Дойдя до нашего участка, я прошел через двор, миновал сарай, придавленный тяжелыми темными сосновыми ветками, на плече у меня была сумка, под мышкой бутылка, но в доме мамы не оказалось, хотя дверь была незаперта. Она никогда не запирала ее, сколько здесь жила, пока не надо было уезжать домой в Норвегию, тогда уж она вырубала и свет, и воду, а дверь запирал отец. Он всегда все закрывал на замок — чемоданы, двери, велосипеды, а потом, как безумный, искал ключ, пока мы все ждали, зачастую дрожа и отмораживая себе попы, если не могли войти в дом, и думали «вот вечно с ним так, что за человек». Осторожность лишней не бывает, говорил он и краснел раздраженно.

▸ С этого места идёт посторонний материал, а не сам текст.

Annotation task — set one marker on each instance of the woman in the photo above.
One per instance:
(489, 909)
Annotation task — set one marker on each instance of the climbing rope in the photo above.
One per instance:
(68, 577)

На столе лежала книга, на этот раз не Гюнтер Грасс, а Сомерсет Моэм на английском, старое мягкое издание «Острия бритвы», там американский пилот после Первой мировой отправляется в Индию, и с ним происходит духовное перерождение, — книга, всегда раздражавшая меня, очень хиппанутая, или провозглашенная такой, какого черта она сейчас читает ее. Я поставил сумку и с бутылкой в руке снова вышел наружу, спустился по сосновой аллее, добрался по тропинке до поворота, где заросли шиповника, и сразу за ним свернул с тропинки и зашагал по сухим водорослям к пляжу. Дул сильный ветер, и я сразу увидел ее. Она сидела на низкой дюне, укутанная в свое теплое пальто с поднятым воротником, но с непокрытой головой. Темные пряди секли лицо, она даже поседеть не успела, подумал я, во всяком случае, не сплошь, а ей уже за шестьдесят, и она сидит тут с неестественно высоко поднятой головой, как она всегда ее держала, вызывая упреки, потому что некоторые считали эту ее манеру высокомерной. Мама рассеянно мечтала, глядя на море, и думала вовсе не о том, что было у нее перед глазами, она курила, «Кули» или «Салем», нет, скорее дешевый датский «Лук».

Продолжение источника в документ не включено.